Back in 2008-2009, investors were already sensing the looming global financial crisis and therefore skeptical of tech startups. At the same time, the “sharing economy” had yet to be coined — companies like Uber and Airbnb had just been founded.

“People just didn’t think it would work,” Brusson says. “They expected the issue of trust would be too big of a barrier; no one would want to share their car with a stranger.” The fact that users would be verified through Facebook didn’t help much either, because most people — specifically in Europe — didn’t use social networks back then.

“When we tried to explain the idea in those days, people would say: ‘So it’s like hitchhiking?’ But when the sharing economy really took off, around 2013, that changed seemingly overnight. All of the sudden, everybody said: ‘Oh, so it’s like Airbnb but for cars!’”

Operationally inhuman

With more recognition came more funding. And with that, even more funding. In July 2014, BlaBlaCar raised $100 million to become the leading ride-sharing service. In September 2015, the company raised another $200 million.

It was during those years that BlaBlaCar went on a global expansion spree — launching in up to five new countries per year and “acqui-hiring” many local competitors in the process. It’s the only thing Brusson wished he’d done differently, he says. “It was operationally inhuman to launch in that many countries in such a short time. We naively approached new markets like they were similar to France. While countries like Russia and India, understandably, require a process that’s completely different.”

Move fast and break things

With a little cynicism, “done is better than perfect” echoes a more infamous Silicon Valley mantra: Facebook’s “move fast and break things.” While the company officially dropped the slogan in 2014, the world is still very much grappling with the consequences.

According to Brusson, “done is better than perfect” becomes problematic when no exceptions are made. Because sometimes, things do have to be perfect. “Companies can’t compromise on privacy and security. You can’t go and tell your users: sorry your data has been leaked, but we were in a real hurry to finish the platform.”

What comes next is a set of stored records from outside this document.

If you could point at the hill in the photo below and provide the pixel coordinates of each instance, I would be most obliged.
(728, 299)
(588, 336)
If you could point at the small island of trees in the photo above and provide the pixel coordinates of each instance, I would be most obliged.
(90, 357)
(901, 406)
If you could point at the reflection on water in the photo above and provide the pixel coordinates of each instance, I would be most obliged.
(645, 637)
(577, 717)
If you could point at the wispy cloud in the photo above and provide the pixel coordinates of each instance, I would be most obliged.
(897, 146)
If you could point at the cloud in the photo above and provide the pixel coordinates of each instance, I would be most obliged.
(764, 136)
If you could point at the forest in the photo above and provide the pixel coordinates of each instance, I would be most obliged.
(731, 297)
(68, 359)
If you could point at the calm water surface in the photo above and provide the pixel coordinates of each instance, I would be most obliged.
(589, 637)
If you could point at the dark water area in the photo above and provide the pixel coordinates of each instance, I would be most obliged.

Having said that: the mantra “done is better than perfect” still stands. He would offer companies that start today the same advice, specifically consumer-oriented startups that offer a sleek and user-friendly platform. “If you are creating a new behavior or usage — like, for example, Spotify or Airbnb did — consumer data is your most valuable asset. Just look at e-scooter sharing platforms, a relatively new phenomenon. Those startups can brainstorm endlessly where buttons should go, how to display maps, but in the end, they need to talk to the users: what do they want? What are they willing to pay? Where does the app crash?”

Doing it all again

As for BlaBlaCar, the company plans to expand to other means of transportation. The French unicorn has already acquired Ouibus, a bus operator traveling between big cities. Just like users can book a seat in a private car, they can now also book seats on these buses through their conveniently designed platform. Another new endeavor is BlaBlaLines, a ride-sharing app specifically aimed at commuting. Right now the app is only available in France, but Brusson hopes to expand the service to other countries. “In a way, it’s like we’re back at the beginning — starting locally and moving to new markets. So I’m excited to see how much further we can take this.”